Ivan De Witte: “Gheysens is voor mij een gerespecteerd zakenman, die veerkrachtig reageerde op moeilijkheden. Met Ghelamco kreeg het Arteveldeproject weer vleugels. Dat is mijn eerste zorg. De club heeft de zaak zeer goed onderhandeld. De promotoren dragen bijvoorbeeld volledig het enorme bouwrisico als de kostprijs stijgt, wat wel eens gebeurt in dit soort van projecten.”

Een topmanager van aannemer Besix, die het stadion bouwt, is er iets minder gerust op: “Wij willen betaald worden in cash, echt geld met andere woorden. Het mag niet de bedoeling zijn dat het laatste kwart van de factuur wordt geregeld via voetbaltickets van AA Gent.”

Piqueur, ironisch: “Dat is de financieringstechniek van veel clubs. Johan Vermeersch van FC Brussels heeft zijn nieuwe tribune bijvoorbeeld zo bekostigd. Wat gebeurt er als Brussels degradeert? Daar zwijgt men over. Alle grote opdrachtnemers van de laatste tribune – architecten, aannemers, bloemenleveranciers – werden aan het einde van de rit betaald met stoelen in de loge. Dat zal niet gebeuren in het Arteveldestadion. De nv Buffalo, die eigenaar wordt van het stadion, verhuurt het voor een miljoen aan AA Gent. Wat als de club degradeert? Kan ze dan nog elk jaar een miljoen euro vinden? Dat betwijfel ik. Desnoods vliegt AA Gent eruit en zoek ik een andere huurder: Sporting Lokeren bijvoorbeeld.”
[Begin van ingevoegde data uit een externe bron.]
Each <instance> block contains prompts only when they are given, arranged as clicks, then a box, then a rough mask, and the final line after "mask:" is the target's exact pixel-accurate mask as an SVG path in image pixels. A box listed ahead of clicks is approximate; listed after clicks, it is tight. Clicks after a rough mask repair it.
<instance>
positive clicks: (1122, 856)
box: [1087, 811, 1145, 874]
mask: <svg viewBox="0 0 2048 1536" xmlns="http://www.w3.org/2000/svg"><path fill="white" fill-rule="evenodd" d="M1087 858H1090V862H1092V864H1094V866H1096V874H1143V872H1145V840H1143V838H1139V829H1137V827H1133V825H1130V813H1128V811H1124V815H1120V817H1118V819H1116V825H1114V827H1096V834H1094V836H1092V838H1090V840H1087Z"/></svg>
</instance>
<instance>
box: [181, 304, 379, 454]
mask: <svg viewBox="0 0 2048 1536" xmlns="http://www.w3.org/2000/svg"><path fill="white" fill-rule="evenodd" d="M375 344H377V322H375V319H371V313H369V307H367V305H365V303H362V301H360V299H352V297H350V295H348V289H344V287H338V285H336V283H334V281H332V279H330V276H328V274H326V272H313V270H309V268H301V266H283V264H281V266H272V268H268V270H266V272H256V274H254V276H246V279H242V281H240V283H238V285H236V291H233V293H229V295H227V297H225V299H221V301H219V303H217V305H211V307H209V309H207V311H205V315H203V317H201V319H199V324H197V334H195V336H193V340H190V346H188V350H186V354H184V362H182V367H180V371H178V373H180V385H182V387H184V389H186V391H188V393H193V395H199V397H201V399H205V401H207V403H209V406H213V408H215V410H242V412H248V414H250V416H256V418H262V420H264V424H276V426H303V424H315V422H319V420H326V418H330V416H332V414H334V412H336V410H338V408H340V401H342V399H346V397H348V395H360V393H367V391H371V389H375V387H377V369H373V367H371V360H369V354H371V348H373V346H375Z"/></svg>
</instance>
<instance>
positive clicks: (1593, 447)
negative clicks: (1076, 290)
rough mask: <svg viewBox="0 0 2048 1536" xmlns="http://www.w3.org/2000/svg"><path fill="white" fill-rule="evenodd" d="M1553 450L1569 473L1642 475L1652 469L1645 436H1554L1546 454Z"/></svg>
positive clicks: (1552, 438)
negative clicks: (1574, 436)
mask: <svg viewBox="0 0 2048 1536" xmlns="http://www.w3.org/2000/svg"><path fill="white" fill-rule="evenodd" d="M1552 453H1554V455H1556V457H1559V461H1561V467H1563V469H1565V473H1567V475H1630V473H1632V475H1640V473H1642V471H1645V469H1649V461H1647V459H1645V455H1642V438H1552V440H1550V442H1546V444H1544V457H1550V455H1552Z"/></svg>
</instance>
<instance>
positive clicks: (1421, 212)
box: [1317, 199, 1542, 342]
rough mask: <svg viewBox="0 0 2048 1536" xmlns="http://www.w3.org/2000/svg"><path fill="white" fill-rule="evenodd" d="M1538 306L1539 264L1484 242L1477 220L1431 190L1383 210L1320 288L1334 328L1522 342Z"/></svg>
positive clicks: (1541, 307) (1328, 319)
AA Gent-voorzitter Ivan De Witte acht dat onmogelijk: “Met 23 % van de stemmen naast SOB heeft Optima weinig te zeggen in de nv Buffalo, die eigenaar wordt van het stadion. Ik ben er gerust op. De club kan in elk scenario haar verplichtingen nakomen.”

Besix is dan weer tevreden met de komst van Ghelamco omdat het de nodige bouwexpertise meebrengt. Piqueur: “Ik kan als promotor aan een aannemer zeggen dat hij 1000 appartementen van 100 vierkante meter moet bouwen tegen 150.000 euro per stuk, en geen cent meer. Ik heb er al een paar duizend gebouwd, dus dat bouwproces beheers ik perfect. Een stadion is echter een stuk complexer dan een appartementsblok. Paul beheerst dat proces door en door. Een voorbeeld: door een simpele ingreep in de betonpalen wisten we onlangs bijna een miljoen euro te besparen. En belangrijk: het klikt erg goed tussen Paul en mezelf. We zijn mannen die ooit veel moeilijkheden hebben gekend en snel vooruit willen.”

Snelgroeier met schuldenberg

Dat laatste lijkt een cliché, maar als we de cijfers van de nv Optima Financial Planners tegen het licht houden, wordt een en ander duidelijk. De omzet is in vier jaar meer dan verdubbeld. Optima haalde in 2007 een omzet van 36,7 miljoen en een nettowinst van 8,4 miljoen euro.

Het bedrijf rekent in zijn omzet enkel de 5 miljoen brutomarge door van de verkochte appartementen. Het gros van de inkomsten komt uit financiële dienstverlening (25 miljoen) en de verkoop van levensverzekeringen (7 miljoen).

Terwijl de resultatenrekening van Optima er veelbelovend uitziet, wekt een eerste blik op de balans huiveringen op. Tegenover een eigen vermogen van 1,4 miljoen euro prijken 30,4 miljoen schulden. Moet de bedrijfs-Rolls-Royce van 400.000 euro waarmee Piqueur de klanten laat ophalen een financieel probleem verdoezelen? “Ach, wat zou het”, briest Piqueur. “De bankiers staan te dringen aan mijn deur. KBC vroeg en verkreeg zelfs een exclusief contract om onze kortetermijnoperaties te financieren.”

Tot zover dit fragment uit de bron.